Selected readings on US charter schools
Earlier this month, Malloy nominated Andrea Comer, 47, chief operating officer for the charter school group FUSE (Family Urban Schools of Excellence), the Hartford organization that manages Jumoke Academy.
“It is extremely disappointing that the governor would appoint a person so into charter schools as she is,” said Andrea Johnson, president of the Hartford Federation of Teachers. “It’s just a slap in the face of every public school teacher. It’s terrible.’
“Once again, it’s the governor acting like the reformer that he’s not. It’s the governor and [State Education Commissioner Stefan Pryor] wanting to get more reform people into the public sector.”
Eric Bailey, spokesman for the Connecticut chapter of the American Federation of Teachers, said: “We don’t believe that her appointment to the state Board of Education represents the balanced approach necessary to ensure that the children of Connecticut are getting the kind of education they need.”
Although often run by private nonprofit groups, charters are public schools. Some critics fear that their proponents want to see them proliferate and largely privatize education.
Andrew Doba, spokesman for the governor said in an e-mail, “We believe the State Board of Education should reflect a diversity of opinion, and Andrea’s experience will add to the board’s diversity. And it’s not just the administration that thinks so. Her nomination was unanimously approved by the Executive Nomination Committee.”
Her nomination is expected to go to a vote of lawmakers in early April. Comer, a former Hartford board of education member, resigned as communications director for Mayor Pedro Segarra last April to take the job with FUSE.
Between 2009 and 2011, she served as community outreach director for the charter school group Achievement First. She was a Courant reporter and copy editor in the ’90s.
Comer said Tuesday that she will be able to separate her employment from her role on the state Board of Education. “My profession is what I do, it’s not who I am, especially during the time I’ve been advocating for the community with the Hartford School Board or Achievement First… I’ve learned that parents don’t care what you call it, they just want a great education for their children.”
Comer said she would abstain from voting on any issues that “directly involve my employer.”

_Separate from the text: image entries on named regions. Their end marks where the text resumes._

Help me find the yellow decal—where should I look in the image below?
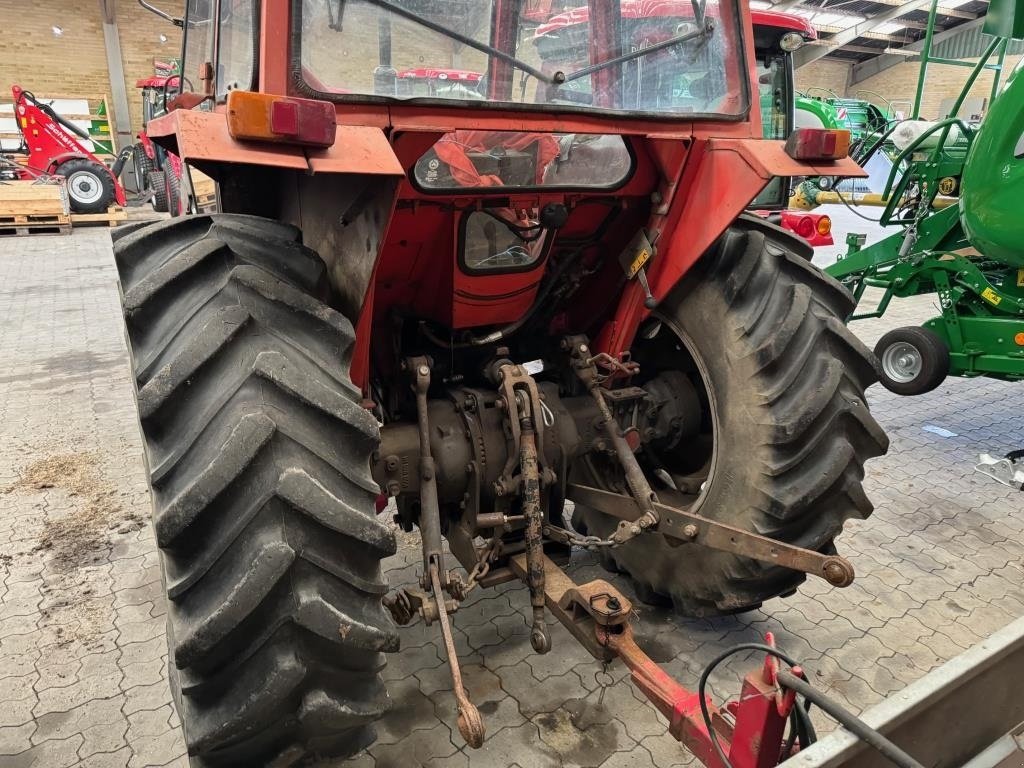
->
[981,288,1002,306]
[626,248,650,280]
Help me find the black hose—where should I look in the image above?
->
[697,643,799,768]
[778,670,925,768]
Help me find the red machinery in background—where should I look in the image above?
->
[132,61,185,216]
[4,85,127,213]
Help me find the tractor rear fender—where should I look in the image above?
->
[597,138,867,356]
[146,110,402,176]
[146,110,404,381]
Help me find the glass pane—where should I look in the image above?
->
[217,0,256,99]
[416,131,633,189]
[750,56,790,208]
[757,56,788,139]
[462,210,545,272]
[301,0,745,116]
[181,0,213,93]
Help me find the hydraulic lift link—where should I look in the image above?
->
[510,554,794,768]
[562,336,657,544]
[405,357,484,750]
[498,364,554,653]
[565,484,854,587]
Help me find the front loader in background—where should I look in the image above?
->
[827,0,1024,395]
[4,85,127,213]
[115,0,892,768]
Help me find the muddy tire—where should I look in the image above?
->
[164,167,186,218]
[115,215,398,766]
[574,217,888,615]
[146,171,171,213]
[54,158,116,213]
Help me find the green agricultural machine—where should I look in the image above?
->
[795,88,899,194]
[827,0,1024,394]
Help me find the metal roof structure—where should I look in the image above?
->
[751,0,988,71]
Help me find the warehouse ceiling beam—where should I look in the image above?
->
[811,40,884,56]
[850,17,985,85]
[794,5,946,32]
[871,0,988,22]
[771,0,810,11]
[793,0,930,67]
[815,25,913,42]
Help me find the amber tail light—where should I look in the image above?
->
[226,91,337,146]
[785,128,850,160]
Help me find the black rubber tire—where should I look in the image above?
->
[148,171,170,213]
[874,326,949,395]
[55,158,115,213]
[573,216,889,616]
[164,167,185,218]
[131,143,157,193]
[115,214,398,766]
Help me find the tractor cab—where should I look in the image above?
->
[395,68,483,98]
[125,0,885,768]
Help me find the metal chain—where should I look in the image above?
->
[544,525,618,550]
[460,537,502,600]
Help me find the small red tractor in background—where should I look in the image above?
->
[132,63,184,216]
[115,0,888,768]
[10,85,127,213]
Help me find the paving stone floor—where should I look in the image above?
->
[0,211,1024,768]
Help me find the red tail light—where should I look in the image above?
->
[785,128,850,160]
[227,91,337,146]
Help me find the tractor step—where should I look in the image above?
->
[71,206,128,226]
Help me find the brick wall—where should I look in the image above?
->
[0,0,184,137]
[794,58,850,96]
[851,55,1021,120]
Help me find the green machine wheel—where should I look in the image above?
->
[874,326,949,394]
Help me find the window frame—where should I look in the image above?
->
[290,0,754,123]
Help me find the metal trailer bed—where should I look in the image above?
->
[781,617,1024,768]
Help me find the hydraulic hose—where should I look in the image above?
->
[778,670,925,768]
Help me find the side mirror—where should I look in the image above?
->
[138,0,185,27]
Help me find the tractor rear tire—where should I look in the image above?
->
[55,158,115,213]
[115,215,398,766]
[574,216,888,616]
[874,326,949,395]
[146,171,170,213]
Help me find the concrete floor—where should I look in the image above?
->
[0,209,1024,768]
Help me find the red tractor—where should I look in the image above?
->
[121,0,888,768]
[132,65,184,216]
[10,85,127,213]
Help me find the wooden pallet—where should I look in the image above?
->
[71,206,128,226]
[0,180,71,236]
[0,222,71,238]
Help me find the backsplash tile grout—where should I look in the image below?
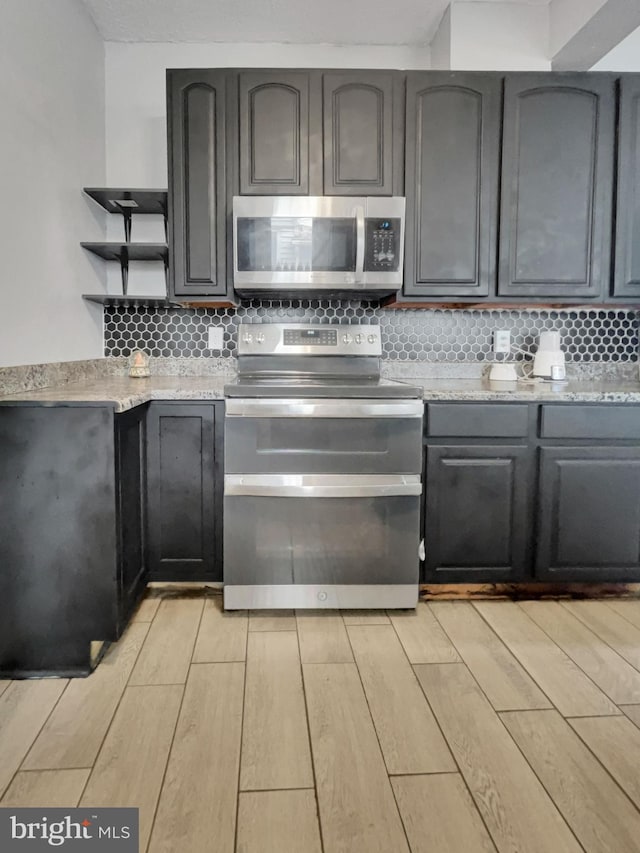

“I’m honored that Governor Malloy thought enough of me to select me for this appointment,” Comer said. “My heart has always been with my community and serving the children in the community. I’m hoping to be able to represent the best interest of all the children in the state from a policy perspective.”
In his blog, “Wait, What?” Jonathan Pelto, a former state legislator, raised questions about whether an appointment of Comer would be “a conflict of interest” and wrote about Comer’s decision to leave her daughter enrolled in the eighth grade in Windsor public schools after she moved from Windsor to Hartford in 2002.
Comer said Tuesday that “ignorance of the law is no excuse.” But she explained that she had just taken a job with Mayor Eddie Perez and had to move mid-year from Windsor into Hartford. She had been living in Windsor for three years, she said, and didn’t want to transfer her daughter out of school mid-year.
When Windsor public schools discovered the situation and demanded tuition, Comer at first fought it.
“It was the middle of the year,” Comer said. “In my mind, it didn’t make sense.”
But in the end, Comer said, she realized, “I made a mistake and I accepted responsibility. She said she paid $5,000 to Windsor in tuition.
Her daughter went to high school in Hartford.